Halliburton, which leads North American fracking market, said it built a handful of new fleets at the end of the last year and is likely to add more. Schlumberger, the world's largest oil field services company, said it may spend $100 million to upgrade and unleash 20 fracking fleets recently acquired from Weatherford International, which has its main operations in Houston.

"It's just massively increased in a short period of time," said James West, an energy analyst at the research firm Evercore ISI. "It's a big industrialization effort."

The fracker rises - again

That effort is only expected to grow with some 7,000 drilled wells waiting to be fracked, nearly double the number in 2014, when oil prices were still at $100 a barrel. ProPetro, a Midland oil field services company, said it could double its number of fracking crews from 10 at the beginning of 2017 to 20 by the end of this year. ProPetro's 17th fracking fleet is about to come online.

Each fracking fleet requires a crew of about 30 people, about 15 for each 12-hour shift. ProPetro has tripled its workforce in less than 18 months, from 400 to 1,200 - all working in the Permian.

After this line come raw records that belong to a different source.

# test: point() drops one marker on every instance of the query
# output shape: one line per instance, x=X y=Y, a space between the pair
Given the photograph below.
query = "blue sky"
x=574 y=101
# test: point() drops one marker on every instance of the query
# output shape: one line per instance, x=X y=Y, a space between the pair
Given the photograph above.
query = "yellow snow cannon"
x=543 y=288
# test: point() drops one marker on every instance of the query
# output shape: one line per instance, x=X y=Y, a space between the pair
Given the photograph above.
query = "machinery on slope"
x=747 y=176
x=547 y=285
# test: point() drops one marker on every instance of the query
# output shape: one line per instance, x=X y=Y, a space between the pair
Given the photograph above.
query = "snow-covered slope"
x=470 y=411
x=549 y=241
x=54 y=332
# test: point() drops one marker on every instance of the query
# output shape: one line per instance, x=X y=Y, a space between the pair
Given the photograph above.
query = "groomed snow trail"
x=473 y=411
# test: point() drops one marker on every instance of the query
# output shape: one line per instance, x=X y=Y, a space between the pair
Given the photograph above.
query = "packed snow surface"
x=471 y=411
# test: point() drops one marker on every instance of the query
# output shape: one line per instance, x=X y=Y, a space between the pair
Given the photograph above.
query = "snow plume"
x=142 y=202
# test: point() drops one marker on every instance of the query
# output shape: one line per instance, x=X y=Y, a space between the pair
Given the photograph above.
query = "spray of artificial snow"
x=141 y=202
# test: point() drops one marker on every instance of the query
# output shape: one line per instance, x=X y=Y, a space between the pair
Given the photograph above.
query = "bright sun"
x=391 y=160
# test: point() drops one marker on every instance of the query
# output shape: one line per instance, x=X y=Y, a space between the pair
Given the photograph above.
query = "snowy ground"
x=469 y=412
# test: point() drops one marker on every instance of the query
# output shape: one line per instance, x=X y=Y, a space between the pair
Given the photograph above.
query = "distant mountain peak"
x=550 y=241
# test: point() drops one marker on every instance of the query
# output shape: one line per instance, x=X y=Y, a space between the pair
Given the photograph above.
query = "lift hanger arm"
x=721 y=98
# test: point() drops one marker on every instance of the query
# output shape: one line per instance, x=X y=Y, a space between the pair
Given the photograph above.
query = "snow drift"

"It's pretty unprecedented to add capacity at that pace," said Dale Redman, ProPetro's CEO and co-founder. "It's been an unbelievable transition to watch."

Houston-based Patterson-UTI Energy is known for its drilling, but the company's fracking revenues exceeded 50 percent for the first time late last year. That trend is expected to continue for the foreseeable future as it keeps starting up more fracking fleets, said Mark Siegel, the company chairman.

"Fracking is becoming an ever-more-important expense of each well," Siegel said.

This week, five workers were killed in Oklahoma in an explosion involving a Patterson-UTI rig. Siegel was interviewed before the tragedy.

Tracking the oil price

Byron Pope, an energy analyst at the Houston investment bank Tudor, Pickering, Holt & Co., suggested that fracking horsepower may become a better indicator of U.S. oil and gas production than the rig count, as companies introduce high-tech rigs that can drill more wells that are longer and closer together. The active U.S. rig count was 936 last week, more than double its recent low of 404 in May 2016, but far below the nearly 2,000 rigs that were operating in 2014.

"The rig count is roughly half the prior peak, but horsepower demand is going to get back above that peak," Pope said. "It's silently outpaced the rig count."

The pivot to fracking was anticipated this year, but the big question now is how much activity might accelerate if oil prices stay near $65 a barrel, compared with $45 at mid-2017.

Exploration and production companies are expected by analysts to boost spending in U.S. oil fields by least 20 percent this year - likely more - and much of that increase will go to cover the costs of fracking crews working in the Permian Basin and other U.S. shale fields.

"The main issue is oil prices are that much stronger than what everyone was expecting coming into the year," said Bill Herbert, a senior energy analyst at Piper Jaffray & Co. in Houston. "That's huge."